Well, I come in to work tonight with my other 2 soaps, and find she had left it out for the day-time nurses to see.

Now I've been barraged with requests for more flavors.  

What has been your fav place to get the following essential oils.  I realize all oils are not created equal, and a cheaper or pricier oil does not make a better oil.

I'm looking to make the following flavors
-lavender and clary sage
-lemongrass
-tea tree and oatmeal
-patchouli and sweet orange (this one's for me  )

Also, any specific kinds/regions you recommend?  I get kind of intimidated when I go to a site and see lavender from france and bulgaria, 42/40, 32/30; ylang ylang I, II, III and extra, etc., etc.

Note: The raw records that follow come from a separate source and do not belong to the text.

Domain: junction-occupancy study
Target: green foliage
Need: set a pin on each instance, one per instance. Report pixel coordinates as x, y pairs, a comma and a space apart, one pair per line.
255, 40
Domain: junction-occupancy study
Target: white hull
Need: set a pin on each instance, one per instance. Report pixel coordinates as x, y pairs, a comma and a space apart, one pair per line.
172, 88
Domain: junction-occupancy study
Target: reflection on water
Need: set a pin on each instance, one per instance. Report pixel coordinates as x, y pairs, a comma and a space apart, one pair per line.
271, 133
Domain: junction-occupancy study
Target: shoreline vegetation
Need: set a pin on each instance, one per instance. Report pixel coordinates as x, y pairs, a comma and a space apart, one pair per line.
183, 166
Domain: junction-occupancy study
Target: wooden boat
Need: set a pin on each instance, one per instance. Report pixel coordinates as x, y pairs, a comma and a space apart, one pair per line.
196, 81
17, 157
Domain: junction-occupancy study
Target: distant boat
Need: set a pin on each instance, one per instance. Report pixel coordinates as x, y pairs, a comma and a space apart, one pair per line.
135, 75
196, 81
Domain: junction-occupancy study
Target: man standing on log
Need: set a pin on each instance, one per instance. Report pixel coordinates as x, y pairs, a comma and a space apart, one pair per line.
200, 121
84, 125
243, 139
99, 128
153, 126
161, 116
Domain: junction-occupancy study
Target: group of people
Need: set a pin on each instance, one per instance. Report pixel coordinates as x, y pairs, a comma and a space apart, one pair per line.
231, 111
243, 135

I don't have a whole lotta dough, and am not looking to charge my friends any more than what I have in the soap, and maybe a little extra to go towards more FO's and EO's.

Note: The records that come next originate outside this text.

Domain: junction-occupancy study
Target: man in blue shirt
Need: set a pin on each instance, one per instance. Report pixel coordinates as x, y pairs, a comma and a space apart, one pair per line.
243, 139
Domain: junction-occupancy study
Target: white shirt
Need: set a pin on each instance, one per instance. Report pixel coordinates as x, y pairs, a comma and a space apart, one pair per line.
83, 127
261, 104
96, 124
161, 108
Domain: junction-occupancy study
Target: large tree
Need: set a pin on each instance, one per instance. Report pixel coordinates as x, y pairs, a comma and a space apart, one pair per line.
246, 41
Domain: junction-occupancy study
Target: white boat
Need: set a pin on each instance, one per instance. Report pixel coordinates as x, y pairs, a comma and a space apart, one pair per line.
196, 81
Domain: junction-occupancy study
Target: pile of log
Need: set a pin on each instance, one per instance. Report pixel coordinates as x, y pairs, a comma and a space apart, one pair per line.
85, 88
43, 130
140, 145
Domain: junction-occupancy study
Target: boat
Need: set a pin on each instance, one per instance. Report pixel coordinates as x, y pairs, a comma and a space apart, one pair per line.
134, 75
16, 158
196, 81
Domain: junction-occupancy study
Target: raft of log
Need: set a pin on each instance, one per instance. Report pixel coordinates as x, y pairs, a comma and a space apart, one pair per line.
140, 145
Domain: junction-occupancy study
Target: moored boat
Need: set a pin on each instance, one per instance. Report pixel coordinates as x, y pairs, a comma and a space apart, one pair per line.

Maybe I'll ask my uncle where he gets his stuff (inside joke some of you might recall)  lmao


----------



## Saltysteele (Sep 4, 2009)

oh, yeah.  i'd like to get some of one of the ylang ylang's, as well

i believe it was Heartsong who suggested liberty natural, and i was hoping for some more suggestions too.

thanks


----------



## carebear (Sep 5, 2009)

I generally get the basic EOs from New Directions.  If I'm going a bit farther afield (looking for, say, plai or ravensera) I go to Essential Oils University.

New Directions is my fave.


----------



## Guest (Sep 5, 2009)

I like  the WSP  eo's they have a great learning library and good quality . Fast shipping and superb communication .

http://www.wholesalesuppliesplus.com/Fr ... lOils.aspx

Kitn


----------



## Guest (Sep 5, 2009)

Good for you saltysteele! I was given some wonderful scents from www.kycandlewaxsupply.com and I can honestly tell you that they are wonderful and soap friendly. I just did a grape lemonade with muscadine grape and lemon twist, awesome is all I can say. I highly reccomend you take a look at their scents, pretty reasonable too. 
PS: you could ask you Uncle, LMAO


----------



## Saltysteele (Sep 5, 2009)

thanks, guys!!  (or gals)  

grape and lemon sounds good!  i might have a hard time not eating that one  

i found the prices on the oils from several different places, and patchouli seems to range in price the most.  from twenty something for 1/2 oz, to 4 oz for like 12 bucks (trying to keep same grade in pricing).

ylang ylang is even worse!


----------



## lovetosoap (Sep 6, 2009)

http://www.auracacia.com/dspCatTxt.php? ... ra%20Cacia

Here is where I get my essential oils.


----------



## carebear (Sep 6, 2009)

I buy in larger amounts than that and usually from New Directions Aromatics.


----------